One thing they are almost certain to get more ‘right’ than Linden Labs is the control interface. After all, the PlayStation platform is a games console first and foremost, and that is a technology for which an intuitive control system is paramount. You should be able to hold the controller, and after a very brief period of familiarising yourself with the control scheme, it should effectively disappear. Console game designers have been perfecting that kind of intuitive control for decades. You can bet that a person who has been in Home for ten minutes will be navigating their way around the virtual space with a grace even the most senior of SL resident’s could not achieve.
All of what I said could be quite wrong. After all, I have not had an opportunity to try out Home and see for myself what it really is like. But I think it is a safe assumption to say it is going to provide customisable avatars navigating a 3D social space with ease, buying content to wear or decorate their personal living space with, and that it will cater for the Flickr, iTunes, YouTube and XboxLive in all of us. It will be way more limited in its ambition than SL, but at least it won’t have bitten off more than it can chew.
If you want a good indication that SL is a bit overambitious, surely the fact that it is in a perpetual state of near collapse is as good as any? I do not wish to criticise the Lindens for this.
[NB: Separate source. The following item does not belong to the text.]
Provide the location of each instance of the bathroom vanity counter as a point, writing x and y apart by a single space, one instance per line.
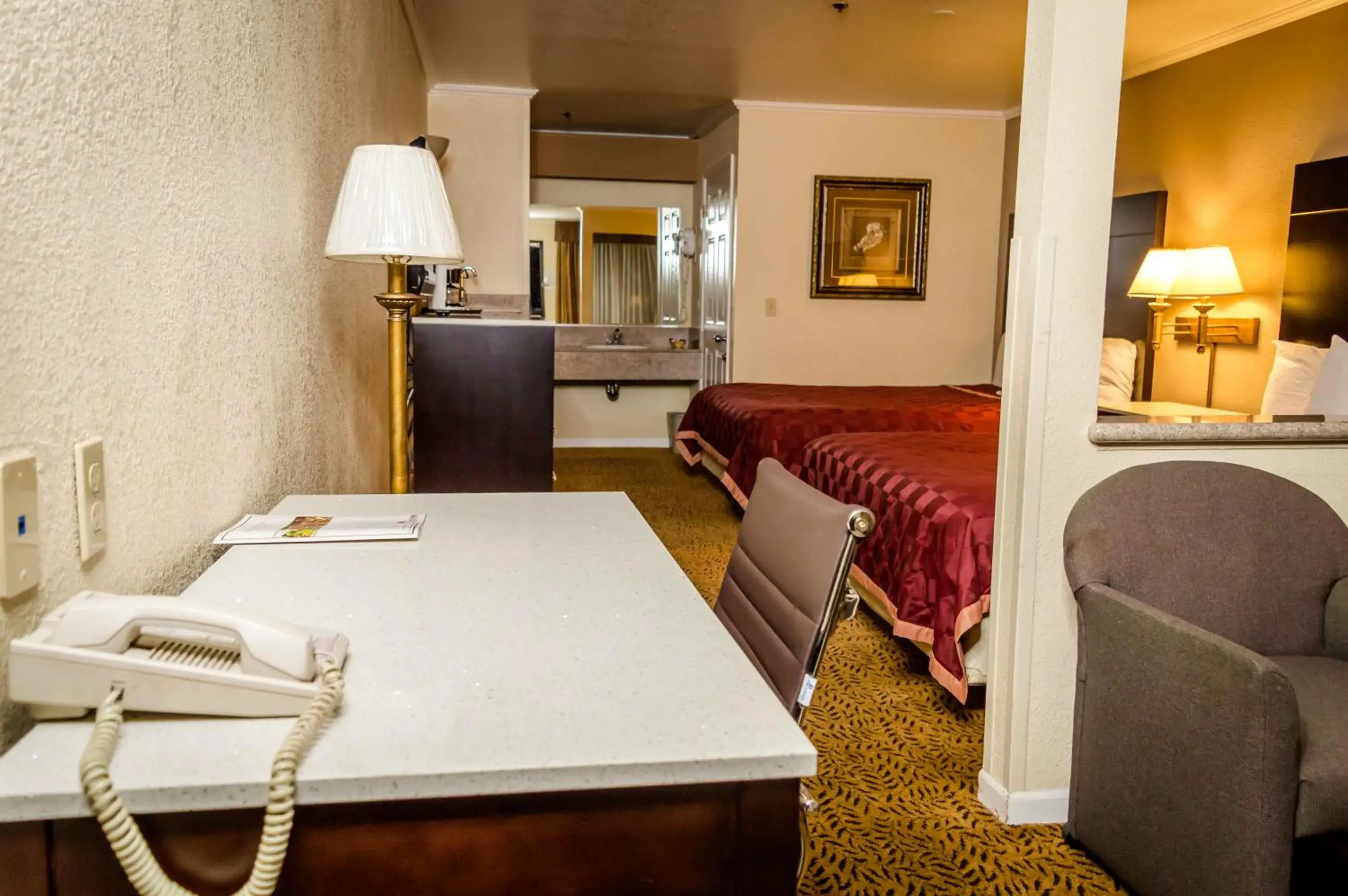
532 683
It is, after all, a price you must pay for pushing technology right to the edge of possibility. Let us not forget that SL is actually doing what many people told Philip Rosedale could not be done. It is a metaverse light-years ahead of Sony’s Home. Let us also not forget that Home will be Sony’s property for quite some time to come (they intend to allow user-generated content eventually, but when and to what extent is not known). But SL belongs to us. It is a bit rough around the edges, but it is infinitely malleable. Home, in contrast, will have high production values and a shiny gloss, but it will have limited flexibility. Both have had to make sacrifices, then, and now we must wait and see if it was Sony, or Linden Lab, that made the right choices.